7. DNA replication and repair genes are longer than other protein‐coding genes. Box plots show the length for the indicated groups of genes (according to GO annotations). Median gene lengths for each GO category were compared against all other protein‐coding genes using a one‐sided Wilcoxon rank sum test (P‐values provided in figure, n.s.: P > 0.001). See legend in Fig 6C for the boxplot description.

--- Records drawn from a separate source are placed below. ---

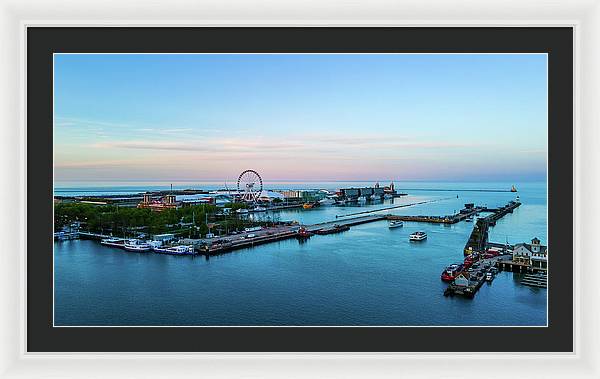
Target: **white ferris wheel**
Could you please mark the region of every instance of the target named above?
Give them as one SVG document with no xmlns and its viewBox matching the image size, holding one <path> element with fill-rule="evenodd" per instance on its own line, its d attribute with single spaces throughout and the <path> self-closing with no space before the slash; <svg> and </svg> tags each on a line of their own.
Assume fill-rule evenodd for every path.
<svg viewBox="0 0 600 379">
<path fill-rule="evenodd" d="M 246 170 L 238 177 L 238 195 L 243 201 L 256 202 L 262 193 L 262 178 L 254 170 Z"/>
</svg>

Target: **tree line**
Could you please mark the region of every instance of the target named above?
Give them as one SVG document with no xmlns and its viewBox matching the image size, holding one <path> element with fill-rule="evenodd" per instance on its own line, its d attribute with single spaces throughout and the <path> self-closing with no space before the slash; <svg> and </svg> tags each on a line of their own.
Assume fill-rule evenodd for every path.
<svg viewBox="0 0 600 379">
<path fill-rule="evenodd" d="M 192 205 L 160 212 L 147 208 L 94 205 L 85 203 L 58 203 L 54 206 L 54 230 L 79 222 L 83 230 L 114 236 L 131 236 L 136 233 L 175 233 L 199 238 L 211 233 L 229 233 L 245 227 L 264 224 L 241 219 L 235 213 L 245 204 L 226 206 L 229 214 L 211 204 Z"/>
</svg>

Figure 8. CDK12 inhibition decreases transcription elongation rates in bodies of genes with RNAPII processivity defect

1. Experimental outline for measurement of transcription elongation rates. AS CDK12 HCT116 cells were treated with DRB for 3.5 h to synchronize RNAPII at gene promoters. The cells were either pretreated (+) or not (−) with 3‐MB‐PP1 0.5 h prior DRB wash off. After DRB wash off (0 h), fresh medium either supplemented (+) or not (−) with 3‐MB‐PP1 was added and samples were taken at indicated time points for analyses of pre‐mRNA expression by RT–qPCR.

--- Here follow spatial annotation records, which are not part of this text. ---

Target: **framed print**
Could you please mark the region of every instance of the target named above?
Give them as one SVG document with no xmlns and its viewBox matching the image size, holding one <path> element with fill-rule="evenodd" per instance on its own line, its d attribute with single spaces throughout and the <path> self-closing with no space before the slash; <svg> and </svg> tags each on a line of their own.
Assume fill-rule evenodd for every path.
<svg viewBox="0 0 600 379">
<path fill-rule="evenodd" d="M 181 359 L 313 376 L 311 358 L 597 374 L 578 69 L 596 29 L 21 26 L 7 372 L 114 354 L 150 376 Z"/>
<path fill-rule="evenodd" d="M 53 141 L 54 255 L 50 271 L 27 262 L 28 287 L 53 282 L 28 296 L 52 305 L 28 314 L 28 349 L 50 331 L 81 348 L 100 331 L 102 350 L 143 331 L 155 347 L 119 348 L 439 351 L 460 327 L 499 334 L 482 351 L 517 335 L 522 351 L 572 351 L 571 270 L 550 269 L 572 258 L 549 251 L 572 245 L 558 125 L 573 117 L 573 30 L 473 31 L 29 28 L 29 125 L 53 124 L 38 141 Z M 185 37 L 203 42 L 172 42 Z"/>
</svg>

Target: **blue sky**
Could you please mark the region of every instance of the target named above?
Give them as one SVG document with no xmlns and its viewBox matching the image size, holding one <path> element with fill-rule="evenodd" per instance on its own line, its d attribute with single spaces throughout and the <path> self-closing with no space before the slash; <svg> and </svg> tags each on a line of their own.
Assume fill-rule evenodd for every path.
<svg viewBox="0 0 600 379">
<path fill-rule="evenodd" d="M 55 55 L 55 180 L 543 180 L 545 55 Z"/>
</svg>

2. Transcription elongation rate decreases in bodies of CDK12‐dependent but not CDK12‐independent genes after CDK12 inhibition. Graphs show relative levels of pre‐mRNAs of described genes in AS CDK12 HCT116 cells either treated with 3‐MB‐PP1 or not (CTRL) for indicated times after DRB wash off. Pre‐mRNA levels were normalized to the samples not treated with DRB (Unt) for which the value was set as 1. n = 3 independent experiments, error bars correspond to SEM. Positions of primers (designed to span exon–intron junctions) and their distance from the transcription start site in kb are indicated in the gene structures shown above the graphs.

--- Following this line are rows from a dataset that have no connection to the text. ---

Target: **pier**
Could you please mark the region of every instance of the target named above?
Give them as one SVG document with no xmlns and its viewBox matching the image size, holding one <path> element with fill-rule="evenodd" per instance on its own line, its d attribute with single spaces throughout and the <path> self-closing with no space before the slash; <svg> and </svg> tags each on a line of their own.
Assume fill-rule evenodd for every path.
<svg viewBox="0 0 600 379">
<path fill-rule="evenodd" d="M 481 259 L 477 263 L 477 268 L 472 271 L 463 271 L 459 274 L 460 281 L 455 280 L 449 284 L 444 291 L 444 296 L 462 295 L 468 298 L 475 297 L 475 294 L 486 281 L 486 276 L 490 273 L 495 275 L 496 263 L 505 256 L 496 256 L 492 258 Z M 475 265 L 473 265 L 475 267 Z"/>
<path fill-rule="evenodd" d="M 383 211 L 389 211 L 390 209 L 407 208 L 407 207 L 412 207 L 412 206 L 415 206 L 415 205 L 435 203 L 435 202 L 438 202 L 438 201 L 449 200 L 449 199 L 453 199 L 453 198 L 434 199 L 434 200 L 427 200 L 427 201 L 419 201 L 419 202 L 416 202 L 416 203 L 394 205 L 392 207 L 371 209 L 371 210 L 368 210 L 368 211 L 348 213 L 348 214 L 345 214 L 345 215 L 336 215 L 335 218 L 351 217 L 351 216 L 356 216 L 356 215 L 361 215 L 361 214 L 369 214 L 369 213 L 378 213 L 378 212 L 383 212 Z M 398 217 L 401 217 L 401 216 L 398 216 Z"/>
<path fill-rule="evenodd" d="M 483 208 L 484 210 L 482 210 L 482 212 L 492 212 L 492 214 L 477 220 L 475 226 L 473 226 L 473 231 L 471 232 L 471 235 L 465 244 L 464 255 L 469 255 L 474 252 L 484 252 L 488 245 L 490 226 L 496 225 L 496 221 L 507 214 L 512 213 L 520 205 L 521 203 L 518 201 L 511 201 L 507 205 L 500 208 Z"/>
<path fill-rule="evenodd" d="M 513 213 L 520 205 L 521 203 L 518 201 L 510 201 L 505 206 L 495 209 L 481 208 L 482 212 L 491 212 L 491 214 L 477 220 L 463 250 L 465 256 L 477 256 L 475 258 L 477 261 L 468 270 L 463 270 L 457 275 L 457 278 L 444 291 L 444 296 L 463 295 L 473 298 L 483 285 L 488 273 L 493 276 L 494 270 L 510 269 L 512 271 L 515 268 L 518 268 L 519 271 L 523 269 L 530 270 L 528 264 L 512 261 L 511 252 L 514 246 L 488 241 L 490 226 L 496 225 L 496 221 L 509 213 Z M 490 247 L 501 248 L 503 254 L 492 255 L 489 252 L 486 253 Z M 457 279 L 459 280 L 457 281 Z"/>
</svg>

3. Proposed model. Schema shows groups of genes whose RNAPII processivity is particularly sensitive to CDK12 catalytic activity and cellular functions that are especially dependent on optimal expression of these genes. The situation in cells with normal and aberrant CDK12 kinase activity is depicted. CDK12 (green oval) phosphorylates (P) unknown substrate(s) (orange oval), possibly including the CTD (blue line), which results in optimal elongation and processivity (blue arrow) of RNAPII (blue oval) for CDK12‐sensitive genes. Full length, functional mRNAs are synthesized (upper panel). Inhibition of CDK12 leads to hyperphosphorylation (capital P) of Ser2 (S2) in bodies of CDK12‐sensitive genes, which is associated with slower elongation and premature termination. Shorter, aberrant mRNAs are made (lower panel). mRNAs are depicted as black lines.